Hardware partnerships are part of the plan. Alibaba announced a software collaboration with Nvidia to integrate AI development tools for areas such as training, simulation, and validation. The company also previewed a larger Qwen3 Max model with more than one trillion parameters for advanced code generation and agent behavior, which shows how Qwen3-Omni fits into a broader family that spans from interactive assistants to heavy research models.
Voices from Alibaba
Alibaba Group chief executive Eddie Wu set the tone at the companys annual conference in Hangzhou, where he described AI and cloud as the twin engines for the next phase of growth. He also outlined plans to expand international data centers and deepen partnerships around training and deployment.
Wu used his remarks to explain why the company is increasing its AI investment.
“AI and cloud are Alibaba’s engines of growth alongside e commerce. We will expand spending and capacity to meet global demand.”
Lin Junyang, a researcher on the Qwen team, described how the project drew on earlier work in speech and vision to assemble the new system.
“We combined foundational audio and image projects to build Qwen3 Omni.”
Risks, limits, and what to watch
Even a strong benchmark story leaves open questions that only production use can answer. Real world audio can include heavy background noise, crosstalk, or rare accents. Videos often capture glare, motion blur, or occlusion.
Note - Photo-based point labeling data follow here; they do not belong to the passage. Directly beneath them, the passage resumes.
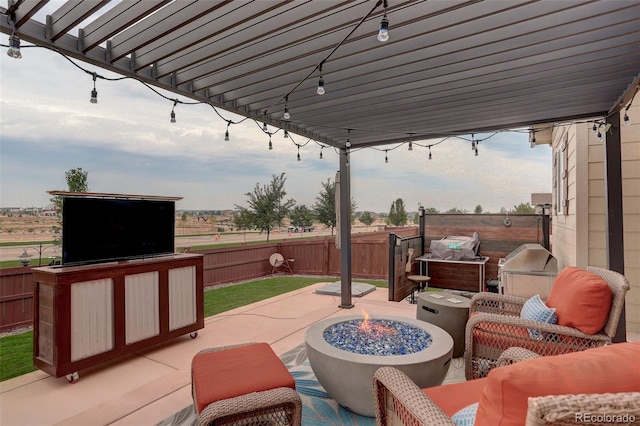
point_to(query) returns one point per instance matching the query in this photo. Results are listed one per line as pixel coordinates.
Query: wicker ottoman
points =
(243, 384)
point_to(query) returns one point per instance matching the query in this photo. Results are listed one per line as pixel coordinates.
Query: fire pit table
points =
(344, 352)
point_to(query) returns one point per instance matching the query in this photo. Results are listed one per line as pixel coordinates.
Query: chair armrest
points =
(398, 400)
(515, 354)
(487, 336)
(496, 304)
(583, 409)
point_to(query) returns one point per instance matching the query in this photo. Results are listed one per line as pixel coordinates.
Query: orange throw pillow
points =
(614, 368)
(582, 300)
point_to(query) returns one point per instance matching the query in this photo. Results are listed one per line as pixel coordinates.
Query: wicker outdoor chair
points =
(495, 325)
(399, 401)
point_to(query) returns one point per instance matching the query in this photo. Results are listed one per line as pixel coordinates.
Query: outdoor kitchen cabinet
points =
(87, 315)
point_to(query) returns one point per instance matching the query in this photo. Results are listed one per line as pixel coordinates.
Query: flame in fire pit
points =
(375, 329)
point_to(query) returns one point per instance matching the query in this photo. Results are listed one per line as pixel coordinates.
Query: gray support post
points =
(392, 266)
(613, 198)
(345, 230)
(422, 224)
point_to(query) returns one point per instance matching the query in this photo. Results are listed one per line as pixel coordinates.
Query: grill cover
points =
(531, 259)
(528, 270)
(456, 248)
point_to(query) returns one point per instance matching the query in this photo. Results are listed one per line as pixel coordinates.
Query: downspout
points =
(613, 199)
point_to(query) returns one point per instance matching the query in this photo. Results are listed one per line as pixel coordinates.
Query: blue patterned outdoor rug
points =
(317, 406)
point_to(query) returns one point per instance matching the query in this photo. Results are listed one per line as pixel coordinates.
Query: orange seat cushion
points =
(453, 397)
(582, 300)
(614, 368)
(237, 371)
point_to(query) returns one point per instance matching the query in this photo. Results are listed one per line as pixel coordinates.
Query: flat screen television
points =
(106, 229)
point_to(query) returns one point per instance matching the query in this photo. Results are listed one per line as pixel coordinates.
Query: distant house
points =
(50, 210)
(579, 207)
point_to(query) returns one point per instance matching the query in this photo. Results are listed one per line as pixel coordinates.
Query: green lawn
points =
(16, 352)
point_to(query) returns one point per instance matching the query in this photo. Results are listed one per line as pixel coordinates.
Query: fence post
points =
(393, 238)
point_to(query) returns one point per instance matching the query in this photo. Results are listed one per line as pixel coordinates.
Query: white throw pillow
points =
(535, 309)
(466, 416)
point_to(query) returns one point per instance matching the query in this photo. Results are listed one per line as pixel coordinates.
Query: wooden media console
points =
(87, 315)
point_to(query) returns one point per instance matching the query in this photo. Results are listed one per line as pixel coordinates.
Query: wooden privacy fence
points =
(16, 297)
(371, 257)
(498, 238)
(313, 256)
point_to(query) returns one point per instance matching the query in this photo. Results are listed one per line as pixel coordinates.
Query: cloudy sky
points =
(127, 144)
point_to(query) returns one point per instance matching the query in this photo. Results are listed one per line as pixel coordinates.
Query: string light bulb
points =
(286, 114)
(383, 34)
(320, 90)
(532, 138)
(173, 112)
(14, 47)
(94, 92)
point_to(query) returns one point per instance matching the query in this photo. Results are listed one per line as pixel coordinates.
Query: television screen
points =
(104, 229)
If your service needs very high recall on specialized diagrams, or compliance grade transcription in a narrow field, plan time for data curation and domain fine tuning.
The current release supports 10 speech output languages, which already covers many markets, but teams with long tail language needs will require text output or third party speech engines. The Thinker Talker split also brings choices. Some organizations may prefer to keep long reasoning strictly in text, then synthesize speech only for final answers. Others will accept shorter outputs in exchange for faster spoken responses. Those tradeoffs should be tested against user experience goals.
Open source licensing is a strength for product builders, but it also means anyone can adapt the model. Companies should use content filters, abuse detection, and usage monitoring to deter misuse. On the flip side, Apache 2.0 includes a patent grant that reduces intellectual property risk for adopters, a key factor for enterprise compliance teams.
The prize is a multimodal assistant that thinks across text, vision, and sound with near human timing. If Qwen3-Omni keeps proving itself outside curated evaluations, it could become a default choice for teams that want local control, predictable costs, and a broad developer community.
Highlights
- Qwen3-Omni accepts text, image, audio, and video inputs, and outputs text and speech.
- The model is open source under Apache 2.0 with a patent grant for commercial use.
- Thinker handles reasoning, Talker generates speech, both use Mixture of Experts for speed.
- Reported first packet latency is 234 milliseconds for audio and 547 milliseconds for video.
- Supports 119 text languages, 19 speech input languages, and 10 speech output languages.
- Three variants are available: Instruct, Thinking, and Captioner.
- API pricing starts at 0.00025 dollars per thousand text tokens with a 1 million token free trial.
- Benchmark results show leadership across many speech, video, and reasoning tests.
- Hugging Face rankings and investor interest signal fast adoption.
- Alibaba is expanding data centers and deepening Nvidia collaboration while growing the Qwen3 family.